Brüssel – In Europa herrscht eine neue Eiszeit: Im Zuge des Ukraine-Krieges steuert die Nato mit Russland auf eine immer größere Konfrontation zu. Durch die Zunahme von russischen Sabotage-, Spionage- und Cyberattacken auf dem Bündnisgebiet wähnt sich die westliche Militärallianz mehr und mehr in einem hybriden Krieg mit Moskau. Aus dem Nato-Hauptquartier kam deswegen jetzt eine eindringliche Warnung an Russlands Präsidenten Wladimir Putin. Denn in einigen Mitgliedsländern steigt bereits die Sorge, dass es nicht nur bei dieser Art von Angriffen bleiben könnte.

Spionage und Sabotage aus Russland: Nato warnt vor „bösartigen Aktivitäten“

So wirft die Nato in einer Erklärung dem Kreml aktuell gezielte „bösartige Aktivitäten“ und „Gewalttaten“ auf dem Bündnisgebiet vor. „Die Nato-Verbündeten sind zutiefst besorgt über die jüngsten bösartigen Aktivitäten auf dem Territorium der Alliierten, darunter jene, die zur Untersuchung und Anklageerhebung gegen mehrere Personen im Zusammenhang mit feindlichen staatlichen Aktivitäten in Tschechien, Estland, Deutschland, Lettland, Litauen, Polen und dem Vereinigten Königreich geführt haben“, zitierte das US-Nachrichtenmagazin Newsweek aus dem Papier.
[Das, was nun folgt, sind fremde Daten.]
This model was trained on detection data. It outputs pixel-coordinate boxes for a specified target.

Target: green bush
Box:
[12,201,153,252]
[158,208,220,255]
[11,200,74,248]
Betreibt mit Hackern innerhalb der Nato einen Schattenkrieg: Russlands Präsident Wladimir Putin. © Sofia Sandurskaya/Lino Mirgeler/dpa/Montage

Konkrete Details wurden in der Erklärung dem Bericht zufolge nicht aufgeführt. Doch innerhalb des Nordatlantikpakts geht man von einer bewussten Strategie Moskaus aus, die Attacken auf die Nato-Partner zu verstärken. Allgemein ist in der Stellungnahme die Rede von einer Zunahme von Sabotage, Gewalttaten, Cyber- und elektronische Störungen, Desinformationskampagnen und anderen hybriden Operationen.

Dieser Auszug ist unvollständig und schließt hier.